The recent study “The Amazon Tax: Empirical Evidence From Amazon and Main Street Retailers” by researchers at Ohio State University’s Fisher College of Business shows that remote retailers do indeed enjoy a competitive advantage by not collecting sales tax at the point of sales.
The OSU study focused on Amazon.com and its sales in five states — California, New Jersey, Pennsylvania, Texas, and Virginia — where the company began collecting sales tax on in-state purchases between 2012 and 2013. Following the implementation of sales tax collection by Amazon, the study found that there was a 9.5 percent decline in the company’s sales and that there was a two percent increase in purchases at local bricks-and-mortar stores.
“This study bears out what we have been saying for years — that remote retailers that do not collect and remit sales tax enjoy a clear and unfair advantage over their bricks-and-mortar competitors,” said ABA CEO Oren Teicher. “The magnitude of this advantage is simply astounding and should make clear to Congress that a federal solution to sales tax inequity is very much past due.
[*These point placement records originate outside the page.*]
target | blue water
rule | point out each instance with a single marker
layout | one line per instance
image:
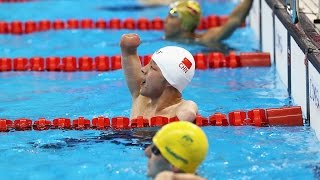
(235, 152)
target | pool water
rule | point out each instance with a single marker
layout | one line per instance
(234, 153)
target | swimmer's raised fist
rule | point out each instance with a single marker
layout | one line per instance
(129, 44)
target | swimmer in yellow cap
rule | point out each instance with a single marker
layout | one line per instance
(184, 17)
(177, 150)
(156, 88)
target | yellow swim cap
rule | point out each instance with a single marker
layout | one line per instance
(189, 12)
(183, 144)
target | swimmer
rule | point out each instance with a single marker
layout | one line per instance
(184, 17)
(177, 150)
(156, 88)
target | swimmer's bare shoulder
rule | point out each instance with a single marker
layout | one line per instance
(187, 111)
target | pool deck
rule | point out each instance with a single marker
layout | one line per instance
(310, 8)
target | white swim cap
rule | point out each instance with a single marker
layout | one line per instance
(176, 64)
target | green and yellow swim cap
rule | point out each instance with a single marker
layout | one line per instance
(189, 12)
(183, 144)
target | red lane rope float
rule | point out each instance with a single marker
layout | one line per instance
(285, 116)
(19, 28)
(106, 63)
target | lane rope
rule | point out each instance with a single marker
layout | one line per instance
(284, 116)
(106, 63)
(20, 28)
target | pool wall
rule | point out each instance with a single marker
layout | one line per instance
(295, 51)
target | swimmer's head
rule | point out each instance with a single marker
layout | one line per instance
(176, 64)
(188, 11)
(183, 144)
Retailers should not have to go through another holiday season having their online competitors being subsidized by the inequitable enforcement of sales tax laws.”
The OSU study noted that general sales taxes represent an “important part of state revenue.” In 2011, the authors report, general sales tax constituted 10.4 percent of revenues on average, though the importance of sales tax varies across states, from states that do not collect sales tax to Washington State, where the sales tax is 21 percent.
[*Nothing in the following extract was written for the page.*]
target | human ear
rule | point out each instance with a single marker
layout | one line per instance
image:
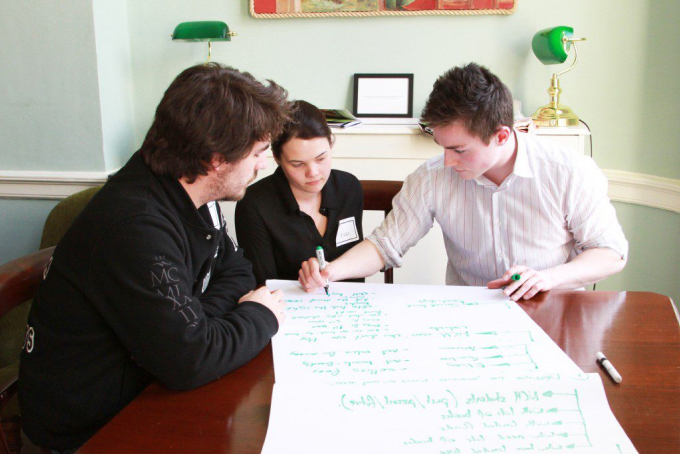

According to the report’s authors, there is “strong evidence” that the effect of sales tax laws increases with the price of an item, meaning households are more likely to try to avoid paying sales tax on larger ticket items. Consumers decrease their spending by 15.5 percent on purchases that are more than $150, the study noted, and on purchases of $300 or more, spending decreases by 23.8 percent.
The biggest beneficiaries of sales tax fairness laws appear to be the online operations of competing retailers, which saw purchases jump by 19.8 percent. “We conclude that to a small degree, the tax legislation achieved its objective of restoring retail activity to local communities, though most of the gains in ‘leveling the playing field’ are garnered by the online operations of retailers,” the authors state. Presumably, the “online operations of retailers” could include the e-commerce sites of independent retailers, though the report does not differentiate on this point.
Interestingly, while sales at bricks-and-mortar retailers increased by two percent on average in the five states, in Texas and Pennsylvania, Main Street store sales rose by 5.5 percent and 5 percent respectively. Their increases were offset by results in Virginia, where sales at bricks-and-mortar retailers decreased by 4.4 percent.